Could someone please share his experience with PyCuda (good and bad), I have see a few post where people are asking for someone to translate their PyCuda code into Cuda-C which brings the questions. What are PyCuda limitations as oppose to be using CUDA-C with Thrust. I can program in both Python and C so I am wondering what would be the best choice.


My experience with PyCUDA has been very good. I gave a talk on this at GTC2013:

(Slides 23 and 24 are probably the only relevant things.)

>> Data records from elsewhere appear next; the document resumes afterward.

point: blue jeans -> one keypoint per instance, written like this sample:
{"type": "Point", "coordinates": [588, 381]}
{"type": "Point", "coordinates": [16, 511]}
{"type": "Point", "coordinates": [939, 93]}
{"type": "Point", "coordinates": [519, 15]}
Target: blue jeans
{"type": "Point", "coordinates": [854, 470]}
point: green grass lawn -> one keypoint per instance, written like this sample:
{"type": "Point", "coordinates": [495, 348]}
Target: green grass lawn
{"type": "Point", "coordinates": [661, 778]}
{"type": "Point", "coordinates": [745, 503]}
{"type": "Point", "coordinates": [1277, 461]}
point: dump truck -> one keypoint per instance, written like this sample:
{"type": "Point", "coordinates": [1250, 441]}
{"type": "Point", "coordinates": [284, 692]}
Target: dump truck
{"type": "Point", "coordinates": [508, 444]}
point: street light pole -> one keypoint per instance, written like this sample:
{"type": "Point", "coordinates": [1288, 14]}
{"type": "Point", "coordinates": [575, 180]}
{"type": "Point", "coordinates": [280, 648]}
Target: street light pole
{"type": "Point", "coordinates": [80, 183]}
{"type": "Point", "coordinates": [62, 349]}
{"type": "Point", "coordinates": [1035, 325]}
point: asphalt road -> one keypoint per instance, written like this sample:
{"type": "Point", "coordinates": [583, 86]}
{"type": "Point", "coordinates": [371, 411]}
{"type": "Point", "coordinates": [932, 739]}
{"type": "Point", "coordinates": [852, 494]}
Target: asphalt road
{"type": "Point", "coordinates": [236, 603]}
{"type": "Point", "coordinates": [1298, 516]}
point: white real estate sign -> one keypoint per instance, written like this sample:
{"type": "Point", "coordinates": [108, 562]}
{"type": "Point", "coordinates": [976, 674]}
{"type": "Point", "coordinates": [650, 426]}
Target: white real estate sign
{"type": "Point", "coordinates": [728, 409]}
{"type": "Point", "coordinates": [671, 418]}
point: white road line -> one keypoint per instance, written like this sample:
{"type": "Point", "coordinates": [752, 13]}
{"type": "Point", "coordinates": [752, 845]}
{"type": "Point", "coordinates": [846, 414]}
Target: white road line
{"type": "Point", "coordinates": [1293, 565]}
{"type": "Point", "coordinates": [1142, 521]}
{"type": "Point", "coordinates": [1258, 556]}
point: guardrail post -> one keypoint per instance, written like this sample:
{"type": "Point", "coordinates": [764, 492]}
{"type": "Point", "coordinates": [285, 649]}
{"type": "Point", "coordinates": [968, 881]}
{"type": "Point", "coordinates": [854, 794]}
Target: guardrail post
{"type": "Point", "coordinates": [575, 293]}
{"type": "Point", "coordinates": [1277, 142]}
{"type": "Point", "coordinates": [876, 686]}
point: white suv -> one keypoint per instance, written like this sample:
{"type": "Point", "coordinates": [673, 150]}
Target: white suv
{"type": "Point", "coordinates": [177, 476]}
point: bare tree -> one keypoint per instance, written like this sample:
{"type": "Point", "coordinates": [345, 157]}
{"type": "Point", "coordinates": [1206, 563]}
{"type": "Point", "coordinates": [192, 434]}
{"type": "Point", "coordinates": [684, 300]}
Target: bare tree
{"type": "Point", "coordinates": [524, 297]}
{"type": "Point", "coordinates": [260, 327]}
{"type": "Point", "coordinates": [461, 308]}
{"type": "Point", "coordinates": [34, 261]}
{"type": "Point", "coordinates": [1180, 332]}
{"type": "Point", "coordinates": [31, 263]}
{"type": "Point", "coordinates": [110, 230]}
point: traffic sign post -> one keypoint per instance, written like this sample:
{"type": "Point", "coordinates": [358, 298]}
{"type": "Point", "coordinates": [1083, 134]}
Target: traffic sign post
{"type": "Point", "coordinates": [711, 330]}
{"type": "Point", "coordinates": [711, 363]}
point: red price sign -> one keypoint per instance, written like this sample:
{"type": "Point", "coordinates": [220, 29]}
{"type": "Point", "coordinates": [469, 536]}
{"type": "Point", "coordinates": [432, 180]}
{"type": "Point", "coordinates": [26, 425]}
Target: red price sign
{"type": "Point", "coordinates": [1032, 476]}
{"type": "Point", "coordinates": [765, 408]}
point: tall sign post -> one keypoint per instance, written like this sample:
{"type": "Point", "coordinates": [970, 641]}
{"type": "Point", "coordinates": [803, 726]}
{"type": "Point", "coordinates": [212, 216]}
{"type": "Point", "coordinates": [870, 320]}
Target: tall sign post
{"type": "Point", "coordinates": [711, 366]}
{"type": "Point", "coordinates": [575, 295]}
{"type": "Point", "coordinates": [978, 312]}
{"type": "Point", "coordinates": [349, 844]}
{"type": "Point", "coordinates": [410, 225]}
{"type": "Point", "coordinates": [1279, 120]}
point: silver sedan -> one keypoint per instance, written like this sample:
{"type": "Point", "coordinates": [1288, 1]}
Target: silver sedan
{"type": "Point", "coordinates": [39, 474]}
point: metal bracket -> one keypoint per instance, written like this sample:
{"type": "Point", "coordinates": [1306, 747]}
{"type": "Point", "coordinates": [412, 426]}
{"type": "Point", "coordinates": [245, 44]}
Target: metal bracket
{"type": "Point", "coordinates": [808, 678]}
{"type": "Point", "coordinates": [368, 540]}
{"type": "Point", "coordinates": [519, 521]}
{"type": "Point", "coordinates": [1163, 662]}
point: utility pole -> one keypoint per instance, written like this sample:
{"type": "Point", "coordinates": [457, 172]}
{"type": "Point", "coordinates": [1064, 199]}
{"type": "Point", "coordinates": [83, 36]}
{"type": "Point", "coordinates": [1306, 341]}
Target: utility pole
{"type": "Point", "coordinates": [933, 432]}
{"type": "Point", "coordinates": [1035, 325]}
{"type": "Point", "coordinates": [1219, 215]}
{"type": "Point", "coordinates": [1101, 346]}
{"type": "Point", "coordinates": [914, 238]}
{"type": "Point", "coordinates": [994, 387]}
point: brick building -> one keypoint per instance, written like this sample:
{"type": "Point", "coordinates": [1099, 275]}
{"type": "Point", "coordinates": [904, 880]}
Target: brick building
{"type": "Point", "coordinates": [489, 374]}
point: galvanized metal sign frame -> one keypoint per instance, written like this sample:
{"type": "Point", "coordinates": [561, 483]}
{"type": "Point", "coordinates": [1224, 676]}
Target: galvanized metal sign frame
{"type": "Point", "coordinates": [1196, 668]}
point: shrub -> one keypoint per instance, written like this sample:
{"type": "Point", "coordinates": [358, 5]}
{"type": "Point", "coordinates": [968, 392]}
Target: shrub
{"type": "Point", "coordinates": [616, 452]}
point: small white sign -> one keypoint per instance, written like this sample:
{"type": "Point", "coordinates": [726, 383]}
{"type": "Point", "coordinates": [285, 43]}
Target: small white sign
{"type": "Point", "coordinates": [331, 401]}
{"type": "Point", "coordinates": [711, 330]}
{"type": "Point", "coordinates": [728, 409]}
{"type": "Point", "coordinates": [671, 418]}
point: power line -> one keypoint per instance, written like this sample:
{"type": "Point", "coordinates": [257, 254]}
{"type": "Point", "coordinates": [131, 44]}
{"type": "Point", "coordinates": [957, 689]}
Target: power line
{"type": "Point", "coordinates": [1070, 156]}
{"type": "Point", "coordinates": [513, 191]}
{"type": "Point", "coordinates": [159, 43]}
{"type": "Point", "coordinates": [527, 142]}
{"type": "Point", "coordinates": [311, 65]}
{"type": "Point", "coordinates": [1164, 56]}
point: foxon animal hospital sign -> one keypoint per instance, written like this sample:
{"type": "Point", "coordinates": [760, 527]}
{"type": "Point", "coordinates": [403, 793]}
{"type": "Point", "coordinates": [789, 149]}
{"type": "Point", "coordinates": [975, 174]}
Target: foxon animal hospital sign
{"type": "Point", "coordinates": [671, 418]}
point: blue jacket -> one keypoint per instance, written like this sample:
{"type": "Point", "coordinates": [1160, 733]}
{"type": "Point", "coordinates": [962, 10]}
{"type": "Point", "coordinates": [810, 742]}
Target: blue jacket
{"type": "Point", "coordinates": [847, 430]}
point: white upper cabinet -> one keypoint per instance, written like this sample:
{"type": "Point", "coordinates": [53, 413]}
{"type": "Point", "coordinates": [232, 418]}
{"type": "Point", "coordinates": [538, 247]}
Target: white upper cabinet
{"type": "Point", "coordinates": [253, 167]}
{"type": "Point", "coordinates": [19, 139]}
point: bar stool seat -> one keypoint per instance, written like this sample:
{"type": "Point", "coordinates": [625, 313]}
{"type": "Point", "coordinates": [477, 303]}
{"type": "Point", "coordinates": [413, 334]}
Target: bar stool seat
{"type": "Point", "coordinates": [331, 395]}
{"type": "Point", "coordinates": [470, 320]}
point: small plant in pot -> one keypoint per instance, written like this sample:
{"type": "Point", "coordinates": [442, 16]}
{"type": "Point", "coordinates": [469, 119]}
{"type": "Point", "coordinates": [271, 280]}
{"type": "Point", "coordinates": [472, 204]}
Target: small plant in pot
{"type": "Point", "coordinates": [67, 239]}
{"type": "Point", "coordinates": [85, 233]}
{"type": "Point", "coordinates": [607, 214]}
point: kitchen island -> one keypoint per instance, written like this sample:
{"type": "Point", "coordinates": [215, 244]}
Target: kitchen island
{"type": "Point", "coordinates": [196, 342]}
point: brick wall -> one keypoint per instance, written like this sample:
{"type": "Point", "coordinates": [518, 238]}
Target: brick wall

Other details that didn’t make it into that talk:

  • You should only use PyCUDA if you care about making your host code shorter, easier to read, and faster to write. PyCUDA device code is still written in CUDA C, and PyCUDA host code will be slower than the equivalent C host code. If most of your compute time is spent in device code, the extra overhead will not be a problem.

  • CUDA errors are automatically translated into Python exceptions, which makes your Python code much cleaner than the C equivalent.

  • PyCUDA has pretty comprehensive coverage of the CUDA API, so I never found myself unable to use a particular CUDA feature I needed. (This is in contrast to things like NumbaPro, which is still very young and hides many parts of CUDA.)

  • PyCUDA’s gpuarray class makes it very convenient to allocate and transfer data to and from the GPU. I find it easiest to use PyCUDA if I can always work with 1D arrays of simple types.

  • I have never tried making an array of structs, so I have no idea how that would work. I have made a struct of arrays (the better layout for most CUDA kernels) and it is very ugly looking in PyCUDA. I often wish for a better solution here.

  • The gpuarray is not a complete copy of the numpy ndarray. In fact, it is missing nearly all of the more sophisticated algorithms from numpy.

  • Thrust is good if you want to use its collection of parallel algorithms. I am not aware of any easy way to use Thrust from PyCUDA.